Hi Dad
I want to let you know I had an AVM bleed and craniotomy in 1959 when I was 9. I was a really happy kid, but after all the surgery was over and I went home with Dilantin for seizures, I do not remember much happiness. I now know how lucky I was to come out of all that alive, despite the time period when it happened. My physical outcomes are severe vision loss in both eyes to the left from center. It is like the world consists of what I see on the right. There was no rehab I went to. I also am a very intelligent person, and was able to become a Paralegal at a state Department of Justice. My difficulties are slow to learn something, not understanding the first or second time I am told what to do. I barely graduated high school and really hated school. I had a wonderful supervisor. She knew I was smart, but there was something different about me. You see, I never told many about my vision or anything else. I hid it. She figured it out, and finally asked me why my left eye “wandered”. I told her all of it, she changed the way she was teaching me about the fraud unit, and she said in an evaluation that once I nailed something new, She knew I could do this job. I thank her for everything she did for me.

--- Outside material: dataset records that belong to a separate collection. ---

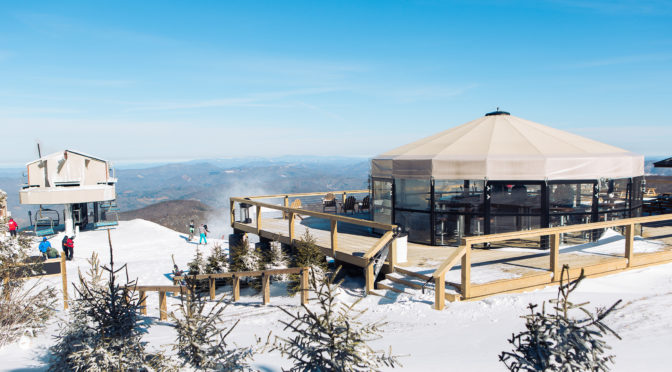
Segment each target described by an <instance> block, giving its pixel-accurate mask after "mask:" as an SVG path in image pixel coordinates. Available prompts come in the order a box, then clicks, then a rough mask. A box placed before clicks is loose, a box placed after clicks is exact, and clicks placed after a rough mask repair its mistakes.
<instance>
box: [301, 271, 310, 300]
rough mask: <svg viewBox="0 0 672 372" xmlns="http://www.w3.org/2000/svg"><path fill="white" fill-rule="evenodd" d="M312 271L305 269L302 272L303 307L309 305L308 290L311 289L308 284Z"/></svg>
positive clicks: (302, 290)
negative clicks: (310, 274)
mask: <svg viewBox="0 0 672 372" xmlns="http://www.w3.org/2000/svg"><path fill="white" fill-rule="evenodd" d="M309 272H310V269H308V268H307V267H304V268H303V269H302V270H301V305H307V304H308V290H309V289H310V284H309V283H308V273H309Z"/></svg>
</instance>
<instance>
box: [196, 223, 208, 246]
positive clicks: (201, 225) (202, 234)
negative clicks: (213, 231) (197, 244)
mask: <svg viewBox="0 0 672 372" xmlns="http://www.w3.org/2000/svg"><path fill="white" fill-rule="evenodd" d="M209 232H210V231H208V225H201V226H199V227H198V233H199V234H200V239H199V240H198V244H199V245H200V244H201V242H204V243H205V244H206V245H207V244H208V240H207V239H206V236H207V235H208V233H209Z"/></svg>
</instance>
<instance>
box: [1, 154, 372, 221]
mask: <svg viewBox="0 0 672 372" xmlns="http://www.w3.org/2000/svg"><path fill="white" fill-rule="evenodd" d="M145 165H146V164H145ZM24 172H25V169H23V168H20V169H17V168H14V169H8V168H5V169H2V171H0V189H2V190H5V191H6V192H7V193H8V207H9V209H10V211H11V212H12V215H13V216H14V217H15V219H17V221H18V222H19V224H21V225H23V226H26V225H27V224H28V211H29V210H32V211H35V210H36V209H37V208H36V206H23V205H20V204H19V200H18V199H19V195H18V191H19V189H20V188H21V185H22V184H23V183H24V182H25V180H24V179H23V177H22V174H23V173H24ZM368 174H369V163H368V160H367V159H365V158H347V157H311V156H309V157H305V156H285V157H280V158H272V159H267V158H234V159H209V160H199V161H188V162H183V163H168V164H161V165H156V166H151V167H143V168H140V169H133V168H126V167H121V168H120V169H116V171H115V176H116V177H117V178H118V179H119V182H118V184H117V204H118V206H119V208H120V209H121V210H122V211H131V210H136V209H140V208H143V207H146V206H149V205H152V204H155V203H159V202H163V201H171V200H194V201H198V202H200V203H202V204H203V205H205V206H206V207H208V208H212V209H215V210H217V209H228V198H229V197H230V196H247V195H261V194H275V193H294V192H308V191H321V190H324V191H328V190H343V189H362V188H364V189H365V188H367V187H368ZM52 208H54V209H57V210H59V212H60V211H62V210H63V207H62V206H56V207H53V206H52ZM222 212H224V211H222ZM143 213H144V212H143ZM182 218H184V216H183V217H182ZM178 231H181V230H178Z"/></svg>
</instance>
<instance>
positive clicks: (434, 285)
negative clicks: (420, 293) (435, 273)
mask: <svg viewBox="0 0 672 372" xmlns="http://www.w3.org/2000/svg"><path fill="white" fill-rule="evenodd" d="M445 306H446V274H445V273H443V274H441V275H439V276H438V277H434V308H435V309H436V310H443V308H444V307H445Z"/></svg>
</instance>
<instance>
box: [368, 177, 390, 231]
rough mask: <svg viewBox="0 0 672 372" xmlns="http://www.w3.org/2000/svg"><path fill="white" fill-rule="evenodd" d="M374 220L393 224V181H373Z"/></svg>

I am 64 now, have a great and successful son. His dad (my husband) died when he was 47. I had always been moody, not good in social situations, felt I never fit anywhere. I thought I was dumb, would never get married, never have a baby, and always wondered why I was so different I called myself an alien. I was emotionally labile (emotions all over the place), never smiled much, had a hard time reading people, am impulsive, disorganized, quick to anger, and a procrastinator, etc. When I finally realized some or most of these symptoms were a direct result of exploratory brain surgery in 1959, the relief I felt was indescribable. It was not me, my fault, my dumbness, my sadness, my doing. It was part of my life, and I got through it on my own mostly, without any answers until I started researching. I wish my husband had still been alive so I could have told him, but he was not.
Your son needs to know everything about his AVM. He needs to know he is the way he is because of AVM and results. He needs to know we all have some of the baggage left after going through AVM treatment. It depends on where in the brain the AVM was or is located, any other head injuries he may have had and not realized he hurt his brain at the time.
I believe the truth sets you free, not from the undeniable results of AVM, but from the knowledge that we are survivors of a bad deal we had nothing to do with in the first place. He needs to see a counselor experienced with head injury and mental health results. Don’t waste time starting with any doctor or counselor who does not know what an AVM is.
I am living proof it can get better, with help and time.